2.4.4.4 Example of shear design

Example of shear design

The shear design of a plate according to EN 1992-1-1 is presented by means of the design details (see example for statically required reinforcement, Figure 2.39).

In the detailed results, the shear forces determined in RFEM are shown first.

The required longitudinal reinforcement is determined from these internal forces.

The analysis of the shear resistance is shown further below in the details.

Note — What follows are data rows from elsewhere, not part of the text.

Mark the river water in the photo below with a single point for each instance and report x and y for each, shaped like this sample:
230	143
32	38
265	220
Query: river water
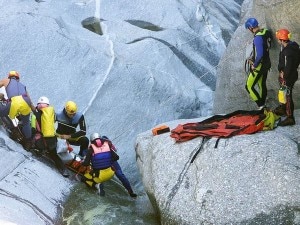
85	207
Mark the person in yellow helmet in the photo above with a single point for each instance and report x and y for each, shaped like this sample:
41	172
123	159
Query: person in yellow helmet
43	126
68	120
18	104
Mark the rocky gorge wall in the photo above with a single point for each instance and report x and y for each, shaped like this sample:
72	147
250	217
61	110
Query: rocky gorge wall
230	94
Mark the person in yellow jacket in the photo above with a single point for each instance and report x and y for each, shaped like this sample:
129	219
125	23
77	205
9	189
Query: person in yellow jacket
44	132
18	104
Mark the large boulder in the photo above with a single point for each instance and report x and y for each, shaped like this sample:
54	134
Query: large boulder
30	191
247	179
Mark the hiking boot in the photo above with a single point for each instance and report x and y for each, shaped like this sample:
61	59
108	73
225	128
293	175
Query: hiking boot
132	194
289	121
27	145
65	173
280	111
100	191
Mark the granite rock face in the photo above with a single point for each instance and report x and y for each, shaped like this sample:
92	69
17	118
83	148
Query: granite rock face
230	91
247	179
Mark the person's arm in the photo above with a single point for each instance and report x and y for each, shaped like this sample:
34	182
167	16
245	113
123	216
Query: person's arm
259	50
82	127
88	157
4	82
32	106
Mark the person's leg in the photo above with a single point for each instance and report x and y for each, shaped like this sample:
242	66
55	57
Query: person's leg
289	120
120	175
263	86
252	80
51	143
83	142
26	127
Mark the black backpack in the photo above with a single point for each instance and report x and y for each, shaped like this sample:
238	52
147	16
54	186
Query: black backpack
298	57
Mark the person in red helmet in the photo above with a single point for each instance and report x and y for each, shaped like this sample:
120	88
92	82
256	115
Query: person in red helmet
288	74
18	104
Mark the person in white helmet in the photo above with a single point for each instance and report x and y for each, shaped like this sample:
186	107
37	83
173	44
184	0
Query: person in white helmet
44	132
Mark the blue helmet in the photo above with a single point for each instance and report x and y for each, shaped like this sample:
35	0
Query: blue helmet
251	23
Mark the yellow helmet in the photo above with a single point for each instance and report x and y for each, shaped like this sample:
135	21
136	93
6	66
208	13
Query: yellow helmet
71	107
13	73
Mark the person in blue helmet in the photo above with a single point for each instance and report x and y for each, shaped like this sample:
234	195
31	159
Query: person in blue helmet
260	63
68	120
289	59
118	172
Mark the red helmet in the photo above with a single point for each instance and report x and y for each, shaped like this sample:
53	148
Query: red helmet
283	34
13	73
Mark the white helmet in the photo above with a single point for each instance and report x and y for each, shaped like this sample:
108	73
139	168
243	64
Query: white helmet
43	100
94	136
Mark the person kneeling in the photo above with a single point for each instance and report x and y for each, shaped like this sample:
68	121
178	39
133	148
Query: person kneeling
99	156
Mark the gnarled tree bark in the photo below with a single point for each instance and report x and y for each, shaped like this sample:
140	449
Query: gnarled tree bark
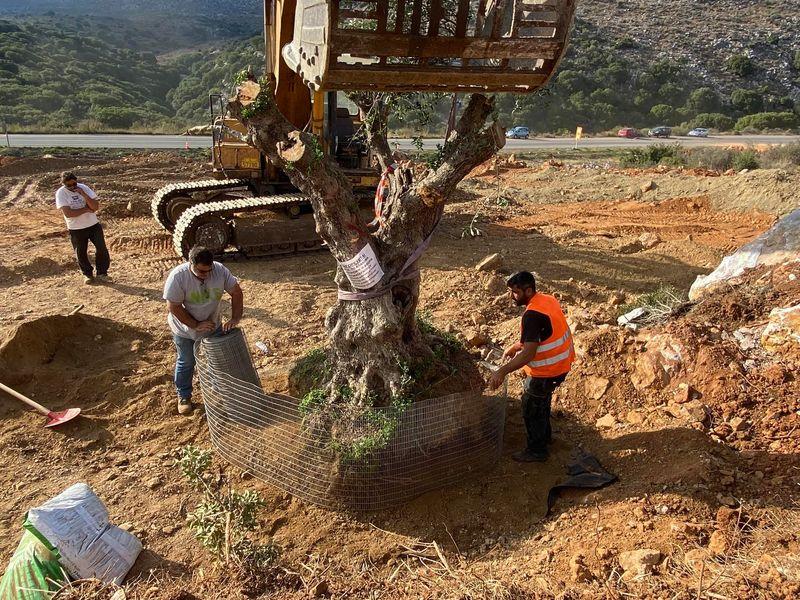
371	339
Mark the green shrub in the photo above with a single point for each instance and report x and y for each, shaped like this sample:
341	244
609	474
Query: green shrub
770	120
747	102
741	65
746	159
716	121
654	154
704	100
711	157
782	156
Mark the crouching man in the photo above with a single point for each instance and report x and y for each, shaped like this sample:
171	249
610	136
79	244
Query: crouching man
193	292
545	353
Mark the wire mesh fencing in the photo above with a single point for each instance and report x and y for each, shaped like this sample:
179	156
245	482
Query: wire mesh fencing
360	459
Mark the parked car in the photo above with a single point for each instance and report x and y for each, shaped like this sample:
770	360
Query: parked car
518	132
628	132
660	131
699	132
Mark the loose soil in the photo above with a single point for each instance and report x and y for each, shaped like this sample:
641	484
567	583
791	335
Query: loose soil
578	227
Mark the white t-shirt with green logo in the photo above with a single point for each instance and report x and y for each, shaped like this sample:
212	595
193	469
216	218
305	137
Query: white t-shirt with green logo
200	297
74	200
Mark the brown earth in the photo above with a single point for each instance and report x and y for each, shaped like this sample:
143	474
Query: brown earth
580	228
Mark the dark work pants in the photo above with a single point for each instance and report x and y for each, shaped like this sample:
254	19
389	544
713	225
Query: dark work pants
537	394
80	242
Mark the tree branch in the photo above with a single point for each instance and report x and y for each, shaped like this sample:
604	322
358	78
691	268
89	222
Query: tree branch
301	157
471	145
374	114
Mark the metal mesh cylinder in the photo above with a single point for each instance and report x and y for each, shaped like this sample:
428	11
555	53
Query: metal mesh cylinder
428	445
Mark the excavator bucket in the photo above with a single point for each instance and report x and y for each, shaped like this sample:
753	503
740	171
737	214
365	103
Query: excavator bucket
429	45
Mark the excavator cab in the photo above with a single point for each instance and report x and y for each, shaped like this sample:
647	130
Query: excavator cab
318	49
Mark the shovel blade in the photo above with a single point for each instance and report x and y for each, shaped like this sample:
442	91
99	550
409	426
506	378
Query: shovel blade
55	419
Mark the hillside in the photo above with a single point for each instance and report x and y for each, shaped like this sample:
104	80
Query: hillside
714	63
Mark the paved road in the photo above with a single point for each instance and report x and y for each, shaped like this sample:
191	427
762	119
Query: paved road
178	141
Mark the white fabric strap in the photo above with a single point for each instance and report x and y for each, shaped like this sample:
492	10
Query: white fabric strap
552	360
554	345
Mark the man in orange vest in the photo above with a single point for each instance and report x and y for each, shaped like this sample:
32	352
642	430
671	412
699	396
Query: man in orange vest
545	353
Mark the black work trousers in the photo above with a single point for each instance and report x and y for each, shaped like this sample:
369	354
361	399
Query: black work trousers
80	242
537	395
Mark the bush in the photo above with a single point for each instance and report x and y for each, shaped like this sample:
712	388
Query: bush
711	157
716	121
746	159
654	154
704	100
663	113
747	101
740	65
782	156
761	121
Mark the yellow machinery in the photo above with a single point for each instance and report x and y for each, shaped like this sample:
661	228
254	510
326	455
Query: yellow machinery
315	48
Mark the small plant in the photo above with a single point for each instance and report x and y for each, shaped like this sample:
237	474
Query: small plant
740	65
654	154
225	518
746	159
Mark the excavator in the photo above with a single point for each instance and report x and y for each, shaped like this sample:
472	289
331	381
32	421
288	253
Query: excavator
316	51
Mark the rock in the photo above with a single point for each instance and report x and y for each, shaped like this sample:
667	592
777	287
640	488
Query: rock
495	285
683	393
649	186
634	417
478	319
476	339
493	262
778	245
606	422
649	240
781	336
696	557
636	563
578	570
696	412
616	298
718	542
738	424
648	373
595	387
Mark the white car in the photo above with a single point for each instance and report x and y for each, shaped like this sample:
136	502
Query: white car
698	132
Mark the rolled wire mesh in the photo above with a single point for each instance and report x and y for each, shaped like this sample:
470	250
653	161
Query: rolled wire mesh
432	443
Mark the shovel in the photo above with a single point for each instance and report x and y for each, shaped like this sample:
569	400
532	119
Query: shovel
53	419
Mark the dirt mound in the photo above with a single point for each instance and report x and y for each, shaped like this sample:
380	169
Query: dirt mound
63	344
706	369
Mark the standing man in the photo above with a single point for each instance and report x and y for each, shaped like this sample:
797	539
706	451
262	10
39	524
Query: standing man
79	204
545	353
193	292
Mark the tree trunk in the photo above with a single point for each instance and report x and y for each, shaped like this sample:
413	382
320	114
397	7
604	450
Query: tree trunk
373	341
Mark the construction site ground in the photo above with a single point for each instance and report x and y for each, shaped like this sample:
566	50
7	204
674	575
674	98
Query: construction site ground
718	502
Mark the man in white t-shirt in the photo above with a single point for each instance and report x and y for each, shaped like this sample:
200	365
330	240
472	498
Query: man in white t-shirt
193	292
79	204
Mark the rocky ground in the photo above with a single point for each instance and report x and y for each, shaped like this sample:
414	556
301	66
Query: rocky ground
697	415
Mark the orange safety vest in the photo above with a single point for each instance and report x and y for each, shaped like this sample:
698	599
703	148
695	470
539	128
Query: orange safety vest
555	355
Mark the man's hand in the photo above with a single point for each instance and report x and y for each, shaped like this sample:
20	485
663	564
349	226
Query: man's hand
496	379
511	351
206	327
230	325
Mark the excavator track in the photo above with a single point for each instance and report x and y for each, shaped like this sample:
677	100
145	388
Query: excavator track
212	225
160	203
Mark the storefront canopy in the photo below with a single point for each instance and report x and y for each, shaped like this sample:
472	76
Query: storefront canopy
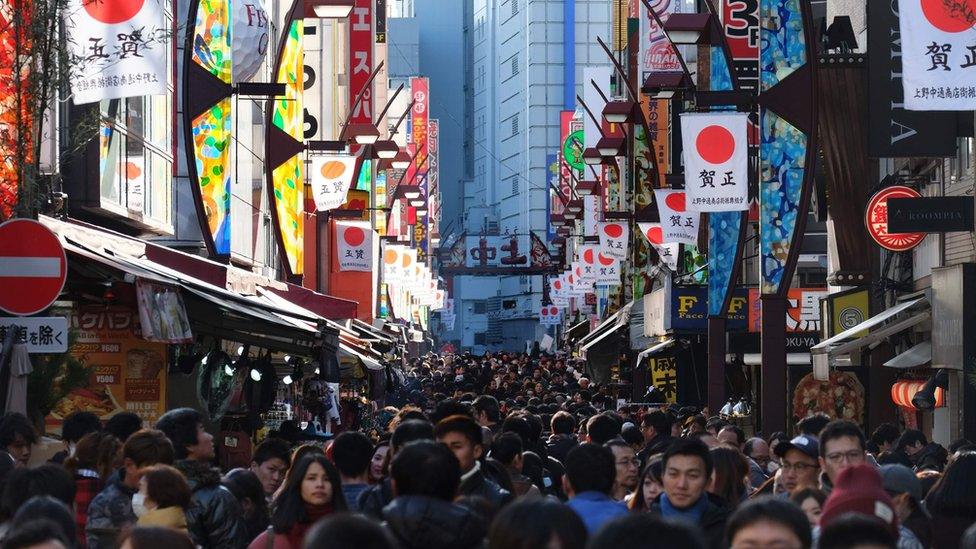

It starts with determining the allowed tensile reinforcement in the direction of the principal shear force.

The second reinforcement direction at the bottom surface of the plate and the first reinforcement direction at the top surface of the plate are the only reinforcement directions to which tension is applied and which run approximately parallel to the direction of the principal shear force.

These yield the Applied Longitudinal Reinforcement a_sl of 0.61 cm²/m.

The shear resistance V_Rd,c of the plate without shear reinforcement is determined with the following parameters:

$C_{Rd,c} =\hspace{0.17em}\frac{0.18}{{\gamma }_c} =\hspace{0.17em}\frac{0.18}{0.15} =\hspace{0.17em}0.12$

$k =\hspace{0.17em}1 + \sqrt{\left(\frac{200}{d}\right)} = 1 + \sqrt{\left(\frac{200}{160}\right)} =\hspace{0.17em}2.11 \le 2.00 \to k =\hspace{0.17em}2.00 d \text{in [mm]}$

• d = 0.160 m

${\rho }_I =\hspace{0.17em}\frac{a_{sl}}{\left(b_w · d\right)} =\hspace{0.17em}\frac{0.613}{\left(100 · 16\right)} =\hspace{0.17em}0.000383 \le 0.02$

• b_w = 1.00 m
• f_ck = 20.0 N/mm²   for concrete C20/25
• k₁ = 0.15
• σ_cp = 0.00 N/mm²   for concrete C20/25

The same result can be found in the design details:

The shear resistance V_Rd,c of the plate without shear reinforcement is compared to the acting shear force V_Ed.

• V_Rd,c = 35.142 kN/m ≥ V_Ed = 29.56 kN/m

It has therefore been determined that the shear resistance of the plate without shear reinforcement is sufficient and no further checks are necessary.